In this section, we will use the Dataset API in an immutable way. We will cover the following topics:
- Dataset immutability
- Creating two leaves from the one root dataset
- Adding a new column by issuing transformation
The test case for the dataset is quite similar, but we need to do a toDS() for our data to be type safe. The type of dataset is userData, as shown in the following example:
import com.tomekl007.UserData
import org.apache.spark.sql.SparkSession
import org.scalatest.FunSuite
class ImmutableDataSet extends FunSuite {
val spark: SparkSession = SparkSession
.builder().master("local[2]").getOrCreate()
test("Should use immutable DF API") {
import spark.sqlContext.implicits._
//given
val userData =
spark.sparkContext.makeRDD(List(
UserData("a", "1"),
UserData("b", "2"),
UserData("d", "200")
)).toDF()
Now, we will issue a filter of userData and specify isin, as shown in the following example:
//when
val res = userData.filter(userData("userId").isin("a"))
It will return the result (res), which is a leaf with our 1 element. userData will still have 3 elements because of this apparent root.
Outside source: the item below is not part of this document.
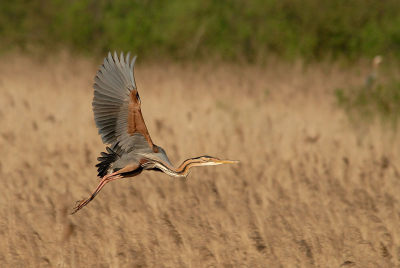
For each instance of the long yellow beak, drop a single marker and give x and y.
(227, 161)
Let's execute this program, as shown in the following example:
assert(res.count() == 1)
assert(userData.count() == 3)
}
}
We can see our test passed, which means that the dataset is also an immutable abstraction on top of the DataFrame, and employs the same characteristics. userData has a something very useful known as a typeset, and, if you use the show() method, it will infer the schema and know that the "a" field is a string or another type, as shown in the following example:
userData.show()
The output will be as follows:
+------+----+
|userId|data|
|----- |----|
| a| 1|
| b| 2|
| d| 200|
+------|----+
In the preceding output, we have both userID and data fields.